I've been researching the mice package, and I haven't yet discovered a way to use the multiple imputations to make a Cox model, then validate that model with the rms package's validate()
function. Here is some sample code of what I have so far, using the data set veteran
:
library(rms)
library(survival)
library(mice)
remove(veteran)
data(veteran)
veteran$trt=factor(veteran$trt,levels=c(1,2))
veteran$prior=factor(veteran$prior,levels=c(0,10))
#Set random data to NA
veteran[sample(137,4),1]=NA
veteran[sample(137,4),2]=NA
veteran[sample(137,4),7]=NA
impvet=mice(veteran)
survmod=with(veteran,Surv(time,status))
#make a CPH for each imputation
for(i in seq(5)){
assign(paste("mod_",i,sep=""),cph(survmod~trt+celltype+karno+age+prior,
data=complete(impvet,i),x=T,y=T))
}
#Now there is a CPH model for mod_1, mod_2, mod_3, mod_4, and mod_5.

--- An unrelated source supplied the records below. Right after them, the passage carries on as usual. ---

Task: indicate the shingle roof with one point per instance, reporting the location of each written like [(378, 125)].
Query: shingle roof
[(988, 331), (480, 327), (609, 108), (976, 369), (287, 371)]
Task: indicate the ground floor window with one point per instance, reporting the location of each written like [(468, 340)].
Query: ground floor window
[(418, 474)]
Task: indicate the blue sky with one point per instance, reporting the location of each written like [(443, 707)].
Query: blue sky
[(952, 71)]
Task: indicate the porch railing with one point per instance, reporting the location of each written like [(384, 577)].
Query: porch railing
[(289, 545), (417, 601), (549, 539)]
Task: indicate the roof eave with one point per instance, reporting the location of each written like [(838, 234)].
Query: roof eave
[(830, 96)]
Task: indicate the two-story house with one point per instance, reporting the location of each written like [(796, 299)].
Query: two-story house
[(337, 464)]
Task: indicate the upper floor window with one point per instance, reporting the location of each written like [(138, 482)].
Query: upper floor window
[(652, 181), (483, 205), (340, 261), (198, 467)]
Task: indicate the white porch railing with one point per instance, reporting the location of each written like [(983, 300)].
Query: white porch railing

Now, if I were just working with one CPH model, I would do this:
validate(mod_1,B=20)
The problem I'm having is how to take the 5 CPH models (1 for each imputation), and be able to create a pooled model that I can then use with rms
. I know that the mice
package has some built-in pooling functions but I don't believe they work with the cph
object in rms
. The key here is being able to still use rms
after pooling. I looked into using Harrell's aregImpute()

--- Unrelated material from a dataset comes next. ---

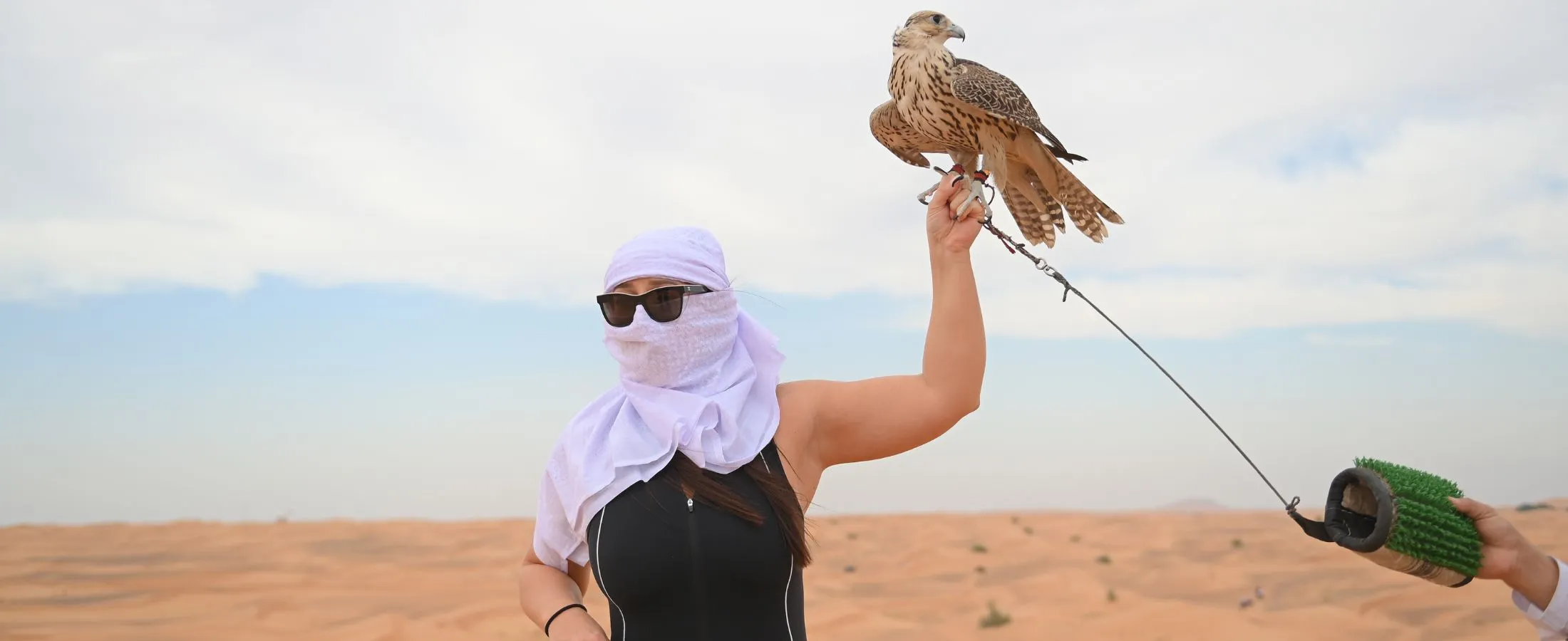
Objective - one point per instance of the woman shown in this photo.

function but I'm having some trouble following the examples and documentation; mice
seems simpler to use.
Best Answer
The
fit.mult.impute
function in theHmisc
package will draw imputations created frommice
just as it will fromaregImpute
.cph
will work withfit.mult.impute
. The harder question is how to do validation through resampling when also doing multiple imputation. I don't think anyone has really solved that. I usually take the easy way out and use single imputation to validate the model, using theHmisc transcan
function, but using multiple imputation to fit the final model and to get standard errors.